Un projet de loi EV-
Venons-en au fait de cet entretien. Quel est le projet de la nouvelle loi?
Les six cantons romands ont décidé d’appliquer la même loi. Ils auraient pu simplement appliquer la loi fédérale qui se suffisait à elle-même. Le canton de Berne l’a fait.
Malheureusement ils ont décidé d’ajouter des contraintes supplémentaires comme la vidéosurveillance, l’obligation d’avoir des croupiers à chaque table, le fichage des joueurs et des contraintes administratives et des émoluments (CHF 1000.- par semestre).
À ton avis, pourquoi les autorités désirent-elles imposer un croupier?
Comme pour les caméras de surveillance, j’imagine qu’ils estiment augmenter la sécurité pour les joueurs.
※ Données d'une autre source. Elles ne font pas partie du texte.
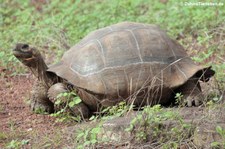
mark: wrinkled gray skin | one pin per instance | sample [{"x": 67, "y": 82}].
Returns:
[{"x": 48, "y": 85}]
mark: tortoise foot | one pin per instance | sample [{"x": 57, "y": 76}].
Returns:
[
  {"x": 193, "y": 101},
  {"x": 42, "y": 108}
]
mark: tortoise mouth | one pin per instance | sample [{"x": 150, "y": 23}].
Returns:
[{"x": 22, "y": 51}]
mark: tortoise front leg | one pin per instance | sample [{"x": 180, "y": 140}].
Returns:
[
  {"x": 39, "y": 99},
  {"x": 191, "y": 92},
  {"x": 77, "y": 110}
]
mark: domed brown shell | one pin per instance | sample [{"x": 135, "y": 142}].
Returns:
[{"x": 119, "y": 59}]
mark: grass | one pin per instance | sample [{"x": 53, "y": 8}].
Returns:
[{"x": 54, "y": 26}]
Le rake passerait à CHF 30.-. C’est acceptable pour les tournoi à partir de CHF 150.-. C’est impensable pour les tournois à bas prix. Ce sera la mort des tournois à bas prix, à part en turbo.
Charly Mauron, fripoker
En quoi est-ce problématique?
C’est le coût de cette contrainte. Nous avons calculé que pour un tournoi en structure lente (30’000 jetons, 30 minutes), le rake passerait à CHF 30.-. C’est acceptable pour les tournoi à partir de CHF 150.-. C’est impensable pour les tournois à bas prix. Personne ne jouera de tournoi à CHF 50.- (CHF 20.- + CHF 30.-) ou même à CHF 100.- (CHF 70.- + CHF 30.-). Ce sera la mort des tournois à bas prix, à part en turbo.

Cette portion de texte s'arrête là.